Incorporating a rainbow flag into a company's website logo during Pride Month seems less meaningful to LGBTQ+ employees and customers than gestures of solidarity at other times of the year, new Cornell research finds.
Timing - not just content - influences whether expressions of allyship are perceived as authentic, according to "When You Say It: How the Timing of LGBTQ+ Allyship Displays Shapes Evaluations of Organizations," published Jan. 10 in Organizational Behavior and Human Decision Processes.
In six experiments totaling nearly 3,000 participants, LGBTQ+ participants consistently rated advocacy as more genuine when it was displayed outside of annual Pride Month celebrations in June, perceiving it to be motivated more by real values than corporate strategy. Those perceptions could influence stakeholders' feelings of belonging or commitment to an organization, the researchers said.

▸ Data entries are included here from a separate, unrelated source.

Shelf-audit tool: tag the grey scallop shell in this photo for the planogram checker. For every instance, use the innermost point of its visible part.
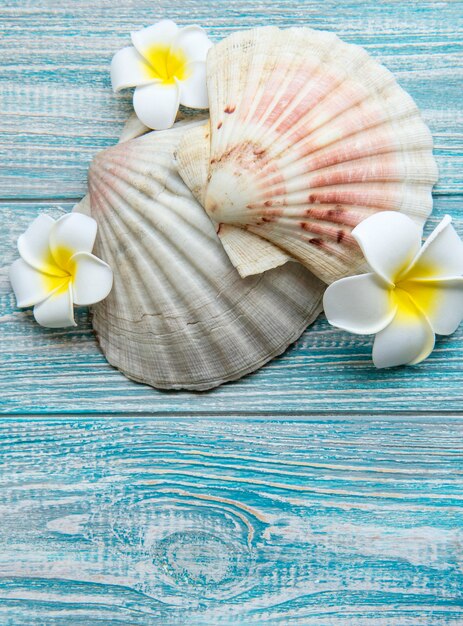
(179, 314)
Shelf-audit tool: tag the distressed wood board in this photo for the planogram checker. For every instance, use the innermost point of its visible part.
(316, 491)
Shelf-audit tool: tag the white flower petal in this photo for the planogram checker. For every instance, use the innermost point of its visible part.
(162, 33)
(72, 233)
(389, 241)
(31, 286)
(156, 105)
(129, 69)
(57, 310)
(441, 255)
(359, 304)
(407, 340)
(194, 43)
(93, 279)
(193, 90)
(34, 245)
(440, 300)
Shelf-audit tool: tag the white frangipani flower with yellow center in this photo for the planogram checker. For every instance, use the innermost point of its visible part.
(167, 65)
(411, 293)
(57, 270)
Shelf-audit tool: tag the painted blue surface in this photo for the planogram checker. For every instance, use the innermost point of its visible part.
(317, 491)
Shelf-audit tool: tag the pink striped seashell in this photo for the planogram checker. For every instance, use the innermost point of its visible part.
(308, 136)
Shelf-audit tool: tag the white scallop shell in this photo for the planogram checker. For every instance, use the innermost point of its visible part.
(309, 136)
(179, 314)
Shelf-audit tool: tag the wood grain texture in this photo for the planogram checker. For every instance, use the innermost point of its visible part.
(63, 371)
(57, 109)
(229, 522)
(316, 492)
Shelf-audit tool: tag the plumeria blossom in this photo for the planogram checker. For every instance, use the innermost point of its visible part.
(167, 65)
(411, 293)
(57, 270)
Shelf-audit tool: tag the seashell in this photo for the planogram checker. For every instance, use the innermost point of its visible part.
(249, 253)
(179, 314)
(309, 136)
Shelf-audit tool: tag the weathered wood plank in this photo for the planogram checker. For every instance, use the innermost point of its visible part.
(60, 371)
(57, 110)
(323, 523)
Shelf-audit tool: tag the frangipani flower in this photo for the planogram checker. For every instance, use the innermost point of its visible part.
(410, 293)
(167, 65)
(57, 269)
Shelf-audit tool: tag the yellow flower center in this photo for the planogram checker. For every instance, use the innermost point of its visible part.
(412, 295)
(61, 268)
(424, 295)
(165, 63)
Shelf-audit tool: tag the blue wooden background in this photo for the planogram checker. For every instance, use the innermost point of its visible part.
(317, 491)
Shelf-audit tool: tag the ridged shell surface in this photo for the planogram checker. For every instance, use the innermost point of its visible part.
(179, 314)
(309, 136)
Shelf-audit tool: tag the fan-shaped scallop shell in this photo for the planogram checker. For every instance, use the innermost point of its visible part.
(179, 314)
(309, 136)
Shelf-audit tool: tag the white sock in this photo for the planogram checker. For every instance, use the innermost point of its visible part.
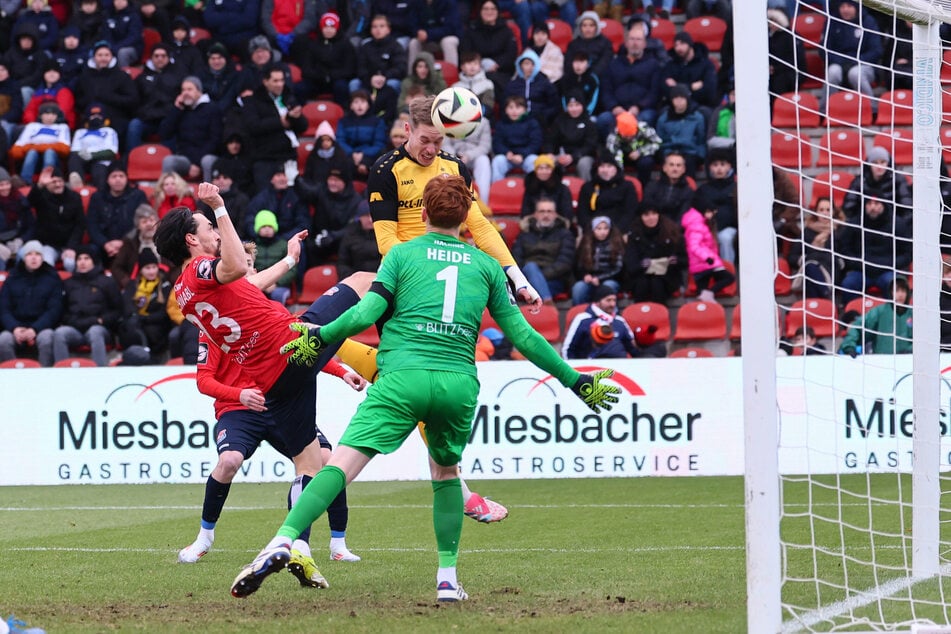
(302, 546)
(447, 574)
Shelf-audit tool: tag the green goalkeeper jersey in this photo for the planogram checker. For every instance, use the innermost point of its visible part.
(441, 286)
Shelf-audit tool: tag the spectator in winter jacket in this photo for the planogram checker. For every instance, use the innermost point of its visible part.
(654, 257)
(192, 125)
(517, 139)
(94, 148)
(573, 138)
(92, 309)
(545, 250)
(31, 303)
(60, 219)
(111, 211)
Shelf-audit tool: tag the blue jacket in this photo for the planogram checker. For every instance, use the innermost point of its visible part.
(31, 299)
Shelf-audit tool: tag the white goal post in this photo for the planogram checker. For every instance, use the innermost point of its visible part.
(845, 531)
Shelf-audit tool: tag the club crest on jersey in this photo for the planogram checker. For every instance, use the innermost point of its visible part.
(205, 270)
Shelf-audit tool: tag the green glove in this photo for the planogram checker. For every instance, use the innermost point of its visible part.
(306, 347)
(594, 393)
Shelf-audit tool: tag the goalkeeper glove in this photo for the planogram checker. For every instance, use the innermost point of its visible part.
(596, 394)
(306, 348)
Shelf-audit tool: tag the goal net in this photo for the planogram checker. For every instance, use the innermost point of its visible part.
(846, 408)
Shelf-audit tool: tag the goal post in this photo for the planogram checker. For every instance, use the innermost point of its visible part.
(847, 525)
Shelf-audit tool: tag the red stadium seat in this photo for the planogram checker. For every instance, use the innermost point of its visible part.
(796, 110)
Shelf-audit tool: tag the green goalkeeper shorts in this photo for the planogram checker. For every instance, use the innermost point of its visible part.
(398, 400)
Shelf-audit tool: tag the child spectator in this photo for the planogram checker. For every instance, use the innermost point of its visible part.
(49, 138)
(517, 139)
(271, 249)
(598, 261)
(94, 147)
(634, 143)
(704, 261)
(654, 257)
(171, 191)
(361, 134)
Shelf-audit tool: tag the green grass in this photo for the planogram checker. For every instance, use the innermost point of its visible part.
(606, 555)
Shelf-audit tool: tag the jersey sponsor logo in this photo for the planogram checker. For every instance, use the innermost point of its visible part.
(205, 270)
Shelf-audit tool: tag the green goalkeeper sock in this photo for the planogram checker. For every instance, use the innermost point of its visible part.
(447, 520)
(313, 501)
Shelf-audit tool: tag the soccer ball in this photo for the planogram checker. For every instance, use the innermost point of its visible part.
(457, 112)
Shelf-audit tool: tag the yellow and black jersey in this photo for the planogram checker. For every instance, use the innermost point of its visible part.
(395, 190)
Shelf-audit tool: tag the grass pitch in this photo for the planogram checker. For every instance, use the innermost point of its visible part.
(621, 555)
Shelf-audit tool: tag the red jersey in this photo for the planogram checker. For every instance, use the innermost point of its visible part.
(237, 318)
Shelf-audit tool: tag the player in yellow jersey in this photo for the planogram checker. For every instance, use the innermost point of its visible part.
(395, 188)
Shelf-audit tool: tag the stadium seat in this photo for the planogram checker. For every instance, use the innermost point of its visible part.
(848, 108)
(707, 29)
(810, 27)
(317, 280)
(690, 353)
(700, 321)
(833, 185)
(841, 147)
(663, 30)
(75, 362)
(646, 314)
(321, 110)
(796, 110)
(19, 364)
(145, 162)
(895, 108)
(546, 322)
(506, 195)
(899, 145)
(790, 150)
(815, 312)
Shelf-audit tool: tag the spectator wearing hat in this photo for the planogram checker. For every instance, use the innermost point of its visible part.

Sensitivity to timing did not extend beyond the target audience, however. Straight, cisgender participants, including those of color, perceived the messages as equally authentic regardless of when they were issued, indicating there is no "one-size-fits-all" approach.
"The context of when a statement or display of allyship is made matters, not just what's in the actual statement," said corresponding author James T. Carter, assistant professor of organizational behavior in the ILR School. "There's not one way to do LGBTQ+ allyship, but more importantly, there's not only one time to do it. Celebrations of culture and community need not be relegated to one point in time but can be done in a more balanced way."
Michael W. White, a doctoral candidate at Columbia Business School, is a co-author.
Allyship research to date has focused on the content of messages, particularly those directed at people of color, but the LGBTQ+ community has been understudied in management research, the authors said. Through statements, ads and social media posts, companies may wish to explicitly express support for LGBTQ+ rights as a reflection of their values - or to avoid alienating a $1 trillion market globally.
In a first field study, patrons of a gay bar rated a fictional company's allyship statement, randomly assigned to show a release date during Pride Month or another month. Those seeing a statement not linked to Pride Month viewed it as more authentic. A follow-up study asked patrons of a queer-owned women's sports bar to reflect on a time their own organization had demonstrated solidarity during Pride or another month, with similar results. One employee favorably recalled an exhibition that featured queer artists, while another described a rainbow-themed online logo as a nice gesture but "kind of performative more than anything."
Two more experiments explored why timing might be important to conveying authenticity. LGBTQ+ participants who watched an ad featuring a transgender woman dancer and LGBTQ+ rights advocate judged it differently depending on its timing, rating the same ad as motivated more by strategy than values when released during Pride Month. And LGBTQ+ employees who recalled an allyship display outside of Pride Month reported stronger feelings of belonging and commitment to their organization.
"LGBTQ+ people saw allyship efforts outside of Pride Month as more values-driven," Carter said, "and that influenced the extent to which they perceived these efforts to be authentic displays of solidarity."
A final pair of experiments tested the limits of timing's importance. Results showed that straight participants, whether white or a racial minority, didn't view statements outside of Pride Month as more authentic. Timing mattered most to the LGBTQ+ target audience - dynamics Carter expects would apply to other groups during other commemorative months.
"Not everyone thinks these allyship displays during designated celebration months are less authentic," Carter said. "There's something about your target identity being relevant to the perception of these allyship cues."
The research does not imply that organizations should avoid expressing LGBTQ+ allyship during Pride Month, Carter said. Rather, they would reap greater rewards from consistent, year-round messaging more likely to be seen as reflecting core beliefs. For example, a message released during Women's History or Black History months might also celebrate LGBTQ+ representatives from those groups, or a speaker series could feature LGBTQ+ issues at any time.
"These findings challenge the assumption that allyship efforts are universally well-received," Carter said, "pushing allies to keep in mind that it is not just what and how you say something, but also when you say it."
The research received support from the ILR School and Columbia Business School's Bernstein Center for Leadership and Ethics.